#Phew music software
Since going on to work individually, her visions have been followed through with a genre-hopping string of experimental albums carried on till today, in Kanagawa, where she combines both software and hardware with prophetic vocals. Her explorations have spanned decades, involving collaborations with Ryuichi Sakamoto and members of prominent experimental German bands-those of Can or Einstürzende Neubautens-all the way up to working in isolation underneath the dystopic energies of 2020/2021. As a part of the cult Kansai label Vanity Records, her visceral avant-garde post-punk experimented with the techniques of amplified sound, using the newly available audio equipment of Japan’s tech boom and grating against the bubbly sheen of its pop culture.

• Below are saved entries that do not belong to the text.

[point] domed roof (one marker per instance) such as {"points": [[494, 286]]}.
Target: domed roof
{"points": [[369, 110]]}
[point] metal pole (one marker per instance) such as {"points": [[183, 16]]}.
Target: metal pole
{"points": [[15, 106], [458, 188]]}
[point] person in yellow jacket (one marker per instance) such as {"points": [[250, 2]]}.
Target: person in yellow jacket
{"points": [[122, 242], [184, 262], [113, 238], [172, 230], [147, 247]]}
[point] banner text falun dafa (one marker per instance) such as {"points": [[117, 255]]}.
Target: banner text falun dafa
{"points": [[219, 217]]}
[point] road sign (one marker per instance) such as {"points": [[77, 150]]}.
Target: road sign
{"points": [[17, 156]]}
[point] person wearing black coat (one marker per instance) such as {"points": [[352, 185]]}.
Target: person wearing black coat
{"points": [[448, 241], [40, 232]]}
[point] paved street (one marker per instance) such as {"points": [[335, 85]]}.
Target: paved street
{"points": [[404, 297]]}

Phew, or Hiromi Moritani, has been a glowing figure within obscured histories since the 1970s, when she fronted Aunt Sally in Osaka’s underground scene. In her ritualistic solo work, Phew’s vocals exist liminally, between utterance and deadpan, English and Japanese, echoing but reaching nowhere. Through the feedback of old synthesisers, drum machines, and a trembling guitar, New Decade projects a stony void rather than a lively provocation.

Phew’s voice is always bounded by the metal hum of technological civilisation. A celebrated figure within a lineage of Japanese post-punk and noise, in her first return to Mute Records in 30 years, Phew projects a wavering identity via the sombre dronescape of New Decade. Even as things take a strange turn, Phew’s music can resonate at its own frequencies.